Slurm / Job Metrics
View detailed metrics about a Slurm job with Grafana
The Slurm / Job Metrics dashboard displays detailed information about the performance and hardware utilization of a selected Slurm job.
Customers can use this dashboard to:
- Monitor the GPU and CPU utilization of a given Slurm job
- Track the rate of filesystem operations related to the Slurm job
- View node conditions and alerts that may impact the performance of the Slurm job
Prerequisites
You must be a member of the admin
, metrics
, or write
groups to access Grafana dashboards.
Open the dashboard
- Log in to the CoreWeave Cloud Console.
- In the left navigation, select Grafana to launch your Managed Grafana instance.
- Click Dashboards.
- Expand SUNK, then choose Slurm / Job Metrics.
- Select from the appropriate filters and parameters at the top of the page.
If you are already logged in to CoreWeave Cloud Console, you can open the Slurm / Job Metrics dashboard directly from this link.
Filters and parameters
Use these filters at the top of the page to choose the data you want to view:
Field | Value |
---|---|
Data Source | The Prometheus data source selector. |
Logs Source | The Loki logs source selector. |
Org | The organization that owns the cluster. |
Cluster | The specific Kubernetes cluster in the organization to view. |
Namespace | The Kubernetes namespace where the Slurm cluster is located. |
Slurm Cluster | The Slurm cluster containing the job to view. |
Job Name | The name of the Slurm job to view. Select "All" to view all the Slurm jobs in the Slurm Cluster. |
Job ID | The Slurm Job ID to view. Select "All" to view all the Slurm jobs in the Slurm Cluster. |
Node Conditions | Toggled on by default. Click to disable. |
Pending Node Alerts | Toggled on by default. Click to disable. |
Firing Node Alerts | Toggled off by default. Click to enable. |
InfiniBand Fabric Flaps | Toggled off by default. Click to enable. |
The dashboard also includes buttons with links to the SLURM / Namespace dashboard and slurmctld
logs.
Set the time range and refresh rate parameters at the top-right of the page.
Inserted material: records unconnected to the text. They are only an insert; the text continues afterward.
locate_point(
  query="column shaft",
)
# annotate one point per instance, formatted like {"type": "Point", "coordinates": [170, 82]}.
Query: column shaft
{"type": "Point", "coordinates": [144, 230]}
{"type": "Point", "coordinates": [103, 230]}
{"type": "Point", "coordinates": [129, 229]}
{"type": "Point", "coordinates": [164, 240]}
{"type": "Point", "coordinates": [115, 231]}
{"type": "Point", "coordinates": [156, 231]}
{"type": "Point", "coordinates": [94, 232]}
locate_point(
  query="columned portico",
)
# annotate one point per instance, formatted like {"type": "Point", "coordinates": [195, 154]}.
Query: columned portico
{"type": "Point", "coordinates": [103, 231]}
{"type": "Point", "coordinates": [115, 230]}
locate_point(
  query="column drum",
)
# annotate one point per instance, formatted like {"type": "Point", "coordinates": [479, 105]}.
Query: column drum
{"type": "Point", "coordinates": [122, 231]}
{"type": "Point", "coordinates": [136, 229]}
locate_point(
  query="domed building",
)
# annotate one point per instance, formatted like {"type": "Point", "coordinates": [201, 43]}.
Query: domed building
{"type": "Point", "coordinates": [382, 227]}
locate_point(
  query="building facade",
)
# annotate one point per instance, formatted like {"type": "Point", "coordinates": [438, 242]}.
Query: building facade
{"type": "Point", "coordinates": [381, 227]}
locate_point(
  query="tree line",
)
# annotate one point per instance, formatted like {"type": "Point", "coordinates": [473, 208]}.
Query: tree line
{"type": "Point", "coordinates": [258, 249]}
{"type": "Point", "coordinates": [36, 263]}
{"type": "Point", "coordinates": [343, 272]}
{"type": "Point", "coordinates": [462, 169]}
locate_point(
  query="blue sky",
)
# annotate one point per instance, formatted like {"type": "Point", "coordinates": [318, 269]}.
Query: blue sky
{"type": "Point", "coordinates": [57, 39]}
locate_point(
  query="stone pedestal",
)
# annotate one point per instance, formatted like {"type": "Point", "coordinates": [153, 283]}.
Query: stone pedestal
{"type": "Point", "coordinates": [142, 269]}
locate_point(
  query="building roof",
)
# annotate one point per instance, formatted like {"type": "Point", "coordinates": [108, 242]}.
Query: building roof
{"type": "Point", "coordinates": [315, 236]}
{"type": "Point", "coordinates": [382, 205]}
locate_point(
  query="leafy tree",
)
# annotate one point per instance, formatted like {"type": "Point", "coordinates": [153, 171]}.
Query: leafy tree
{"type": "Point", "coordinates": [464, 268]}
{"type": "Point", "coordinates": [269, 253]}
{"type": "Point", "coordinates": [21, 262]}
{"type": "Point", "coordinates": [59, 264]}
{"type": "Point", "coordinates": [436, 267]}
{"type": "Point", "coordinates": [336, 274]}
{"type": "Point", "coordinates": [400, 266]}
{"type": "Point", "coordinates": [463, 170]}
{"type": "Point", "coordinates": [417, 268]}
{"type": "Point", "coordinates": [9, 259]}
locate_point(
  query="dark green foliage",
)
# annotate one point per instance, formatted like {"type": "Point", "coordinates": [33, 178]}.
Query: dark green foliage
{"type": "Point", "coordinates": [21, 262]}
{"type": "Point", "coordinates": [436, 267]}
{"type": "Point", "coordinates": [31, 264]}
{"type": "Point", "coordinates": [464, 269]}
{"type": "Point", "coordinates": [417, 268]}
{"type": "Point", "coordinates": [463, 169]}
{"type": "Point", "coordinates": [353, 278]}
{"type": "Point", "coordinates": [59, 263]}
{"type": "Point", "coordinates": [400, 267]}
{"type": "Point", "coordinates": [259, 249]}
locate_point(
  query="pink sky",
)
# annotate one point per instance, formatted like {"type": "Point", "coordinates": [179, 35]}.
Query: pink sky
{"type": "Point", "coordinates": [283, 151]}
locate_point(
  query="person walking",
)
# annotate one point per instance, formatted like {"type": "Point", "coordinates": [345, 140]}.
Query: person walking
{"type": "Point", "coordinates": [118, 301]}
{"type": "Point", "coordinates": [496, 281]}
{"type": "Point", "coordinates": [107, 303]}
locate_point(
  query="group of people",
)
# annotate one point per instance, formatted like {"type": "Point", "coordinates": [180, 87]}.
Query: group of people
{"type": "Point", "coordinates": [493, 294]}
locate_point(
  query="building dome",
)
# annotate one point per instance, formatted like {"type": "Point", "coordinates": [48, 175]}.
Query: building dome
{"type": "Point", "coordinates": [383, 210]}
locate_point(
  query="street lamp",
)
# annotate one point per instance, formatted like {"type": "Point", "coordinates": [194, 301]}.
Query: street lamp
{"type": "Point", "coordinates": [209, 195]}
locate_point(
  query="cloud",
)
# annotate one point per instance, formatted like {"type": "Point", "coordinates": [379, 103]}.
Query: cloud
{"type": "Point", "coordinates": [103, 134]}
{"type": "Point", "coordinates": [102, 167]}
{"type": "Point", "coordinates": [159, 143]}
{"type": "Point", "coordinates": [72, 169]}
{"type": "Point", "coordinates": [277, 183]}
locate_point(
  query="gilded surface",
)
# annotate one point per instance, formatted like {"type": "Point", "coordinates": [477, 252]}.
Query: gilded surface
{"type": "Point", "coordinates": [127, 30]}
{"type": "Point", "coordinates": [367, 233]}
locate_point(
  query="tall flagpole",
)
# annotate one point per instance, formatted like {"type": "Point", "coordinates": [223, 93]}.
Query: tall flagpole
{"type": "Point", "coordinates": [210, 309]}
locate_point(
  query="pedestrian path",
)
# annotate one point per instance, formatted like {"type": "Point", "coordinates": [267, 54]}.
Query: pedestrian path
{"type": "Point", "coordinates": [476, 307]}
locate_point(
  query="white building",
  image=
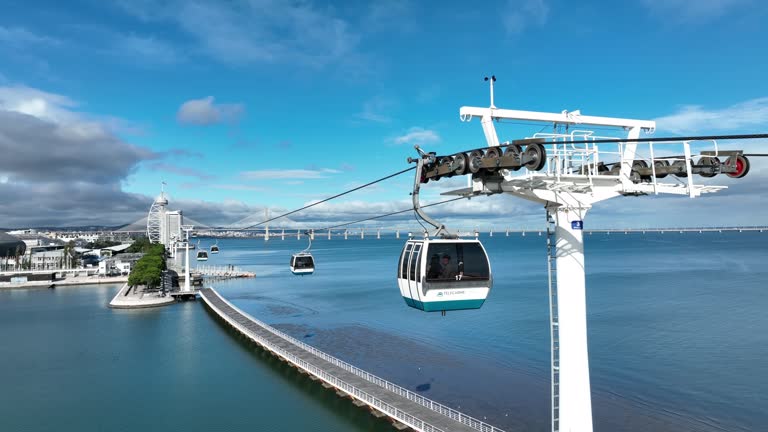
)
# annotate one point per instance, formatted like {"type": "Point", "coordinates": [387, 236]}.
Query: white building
{"type": "Point", "coordinates": [170, 227]}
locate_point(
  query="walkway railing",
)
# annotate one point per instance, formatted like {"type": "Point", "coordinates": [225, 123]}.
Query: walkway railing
{"type": "Point", "coordinates": [394, 388]}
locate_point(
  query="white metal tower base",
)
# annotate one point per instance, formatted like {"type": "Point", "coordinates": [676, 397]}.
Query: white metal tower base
{"type": "Point", "coordinates": [571, 391]}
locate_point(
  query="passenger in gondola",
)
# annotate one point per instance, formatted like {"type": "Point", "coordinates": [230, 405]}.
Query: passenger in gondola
{"type": "Point", "coordinates": [434, 269]}
{"type": "Point", "coordinates": [447, 271]}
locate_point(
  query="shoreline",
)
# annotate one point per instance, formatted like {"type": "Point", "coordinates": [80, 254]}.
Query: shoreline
{"type": "Point", "coordinates": [65, 282]}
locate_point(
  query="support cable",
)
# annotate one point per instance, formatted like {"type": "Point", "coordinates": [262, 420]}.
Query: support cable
{"type": "Point", "coordinates": [391, 214]}
{"type": "Point", "coordinates": [326, 199]}
{"type": "Point", "coordinates": [643, 140]}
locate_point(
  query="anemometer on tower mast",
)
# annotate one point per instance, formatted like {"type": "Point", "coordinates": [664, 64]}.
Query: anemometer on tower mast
{"type": "Point", "coordinates": [567, 173]}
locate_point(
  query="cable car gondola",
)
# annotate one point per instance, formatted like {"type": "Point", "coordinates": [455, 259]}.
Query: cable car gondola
{"type": "Point", "coordinates": [303, 262]}
{"type": "Point", "coordinates": [202, 255]}
{"type": "Point", "coordinates": [442, 274]}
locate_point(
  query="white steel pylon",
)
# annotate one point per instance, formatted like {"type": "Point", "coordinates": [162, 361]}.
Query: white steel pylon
{"type": "Point", "coordinates": [567, 179]}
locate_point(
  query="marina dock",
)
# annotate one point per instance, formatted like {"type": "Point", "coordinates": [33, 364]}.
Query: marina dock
{"type": "Point", "coordinates": [405, 408]}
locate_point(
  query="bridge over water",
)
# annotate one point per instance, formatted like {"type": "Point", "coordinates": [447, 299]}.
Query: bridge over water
{"type": "Point", "coordinates": [404, 407]}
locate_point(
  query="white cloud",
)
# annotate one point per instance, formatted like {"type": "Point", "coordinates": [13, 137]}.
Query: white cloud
{"type": "Point", "coordinates": [521, 14]}
{"type": "Point", "coordinates": [695, 119]}
{"type": "Point", "coordinates": [687, 10]}
{"type": "Point", "coordinates": [292, 174]}
{"type": "Point", "coordinates": [418, 136]}
{"type": "Point", "coordinates": [205, 112]}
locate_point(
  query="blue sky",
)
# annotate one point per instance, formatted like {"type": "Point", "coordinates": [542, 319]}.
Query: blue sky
{"type": "Point", "coordinates": [245, 104]}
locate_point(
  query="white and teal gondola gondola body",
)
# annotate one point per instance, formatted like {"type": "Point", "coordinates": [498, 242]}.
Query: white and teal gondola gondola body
{"type": "Point", "coordinates": [444, 274]}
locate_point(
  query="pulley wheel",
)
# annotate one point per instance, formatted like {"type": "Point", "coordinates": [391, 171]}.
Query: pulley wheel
{"type": "Point", "coordinates": [537, 156]}
{"type": "Point", "coordinates": [516, 151]}
{"type": "Point", "coordinates": [710, 161]}
{"type": "Point", "coordinates": [661, 165]}
{"type": "Point", "coordinates": [682, 166]}
{"type": "Point", "coordinates": [636, 165]}
{"type": "Point", "coordinates": [460, 164]}
{"type": "Point", "coordinates": [475, 161]}
{"type": "Point", "coordinates": [742, 166]}
{"type": "Point", "coordinates": [493, 153]}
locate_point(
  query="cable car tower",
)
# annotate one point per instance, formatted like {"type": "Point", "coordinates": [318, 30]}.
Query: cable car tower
{"type": "Point", "coordinates": [568, 172]}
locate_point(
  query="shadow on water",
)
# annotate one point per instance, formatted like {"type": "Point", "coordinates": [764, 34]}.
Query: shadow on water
{"type": "Point", "coordinates": [359, 417]}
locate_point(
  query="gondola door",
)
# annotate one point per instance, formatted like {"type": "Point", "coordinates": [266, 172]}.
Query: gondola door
{"type": "Point", "coordinates": [414, 273]}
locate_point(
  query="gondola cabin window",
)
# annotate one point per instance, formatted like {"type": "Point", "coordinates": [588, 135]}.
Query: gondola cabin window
{"type": "Point", "coordinates": [456, 261]}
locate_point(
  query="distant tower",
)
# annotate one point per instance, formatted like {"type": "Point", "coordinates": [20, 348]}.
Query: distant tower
{"type": "Point", "coordinates": [156, 217]}
{"type": "Point", "coordinates": [266, 218]}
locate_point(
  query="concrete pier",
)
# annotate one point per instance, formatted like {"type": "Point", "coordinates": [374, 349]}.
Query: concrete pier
{"type": "Point", "coordinates": [137, 298]}
{"type": "Point", "coordinates": [404, 407]}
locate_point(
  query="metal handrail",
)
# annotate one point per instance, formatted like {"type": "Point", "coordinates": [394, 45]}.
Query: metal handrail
{"type": "Point", "coordinates": [421, 400]}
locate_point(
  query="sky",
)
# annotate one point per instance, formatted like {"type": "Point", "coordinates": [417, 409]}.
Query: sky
{"type": "Point", "coordinates": [242, 105]}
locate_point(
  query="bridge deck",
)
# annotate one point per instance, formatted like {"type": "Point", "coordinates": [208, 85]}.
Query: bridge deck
{"type": "Point", "coordinates": [399, 404]}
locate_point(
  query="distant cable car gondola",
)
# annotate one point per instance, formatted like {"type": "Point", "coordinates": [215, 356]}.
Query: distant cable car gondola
{"type": "Point", "coordinates": [202, 255]}
{"type": "Point", "coordinates": [303, 262]}
{"type": "Point", "coordinates": [442, 274]}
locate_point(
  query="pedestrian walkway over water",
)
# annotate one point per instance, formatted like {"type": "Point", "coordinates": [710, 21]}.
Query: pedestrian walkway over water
{"type": "Point", "coordinates": [403, 406]}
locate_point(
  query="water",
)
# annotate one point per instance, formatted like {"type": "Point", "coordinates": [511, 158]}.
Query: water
{"type": "Point", "coordinates": [676, 327]}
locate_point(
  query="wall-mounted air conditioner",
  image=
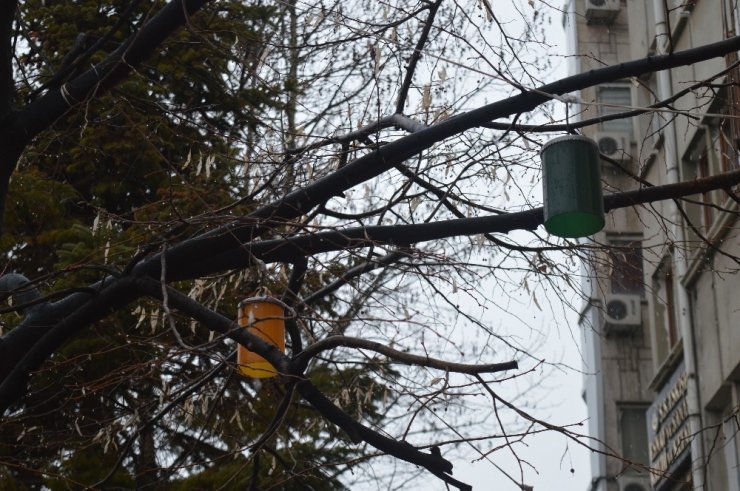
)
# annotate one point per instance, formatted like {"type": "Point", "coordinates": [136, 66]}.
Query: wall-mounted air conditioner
{"type": "Point", "coordinates": [622, 313]}
{"type": "Point", "coordinates": [601, 11]}
{"type": "Point", "coordinates": [613, 144]}
{"type": "Point", "coordinates": [629, 482]}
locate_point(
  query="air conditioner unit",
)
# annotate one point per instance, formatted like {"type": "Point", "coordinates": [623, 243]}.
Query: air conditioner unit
{"type": "Point", "coordinates": [613, 144]}
{"type": "Point", "coordinates": [629, 482]}
{"type": "Point", "coordinates": [622, 313]}
{"type": "Point", "coordinates": [602, 11]}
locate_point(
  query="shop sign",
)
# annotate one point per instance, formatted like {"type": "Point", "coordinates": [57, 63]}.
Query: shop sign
{"type": "Point", "coordinates": [668, 433]}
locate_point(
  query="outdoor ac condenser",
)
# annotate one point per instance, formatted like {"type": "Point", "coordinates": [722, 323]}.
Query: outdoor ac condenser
{"type": "Point", "coordinates": [613, 144]}
{"type": "Point", "coordinates": [629, 482]}
{"type": "Point", "coordinates": [602, 11]}
{"type": "Point", "coordinates": [622, 313]}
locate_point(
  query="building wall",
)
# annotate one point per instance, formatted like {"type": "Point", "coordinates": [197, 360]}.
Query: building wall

The default time range is 5 minutes, and the default refresh rate is 1 minute.
Panel descriptions
Job Info
The Job Info section displays identifying information about the selected Slurm job, including:
Panel | Displays |
---|---|
Job Id | The Slurm job ID. |
Name | The name of the Slurm job. |
Last State | Displays the most recently reported state of the Slurm job. |
User | The user who created the Slurm job. |
Account | The user account running the Slurm job. |
Nodes | The number of CPUs allocated for the Slurm job. |
Partition | The partition where the selected job is running. |
Job State Timeline | A chart that shows the Slurm job's states over time. |
Uptime | The Slurm job uptime in seconds. |
Active GPUs | The number of GPUs allocated to the Slurm job that are currently running. |
Job Efficiency | Indicates how active the GPUs were while working on the selected job. This value is estimated based on idle time, defined as a node with at least 1 GPU under 50% utilization. The estimate excludes restarts and checkpointing. This is not a Model FLOPS (MFU) metric. |
Current FP8 Flops | Graphs the Compute rate over the job run. The graph typically displays peaks and valleys in a regular pattern. Points with lower Compute values often correspond with loading data or saving checkpoints. This number assumes FP8 training. |
Node conditions | Lists nodes that have been assigned a condition, along with timestamps indicating when the condition was noticed and addressed. |
Alerts | Displays all alerts with a severity level higher than Informational, over a 10 minute interval. Alerts may have a PENDING or FIRING state. |
Nodes (Range) | Lists all nodes along with their state, uptime, and a link to their associated slurmd logs. |
Job Info: Job State Timeline and Last State
The Job Info section contains panels that display information about the state of the selected Slurm job. Last State displays the most recent reported state, while the Job State Timeline displays the job's status over time.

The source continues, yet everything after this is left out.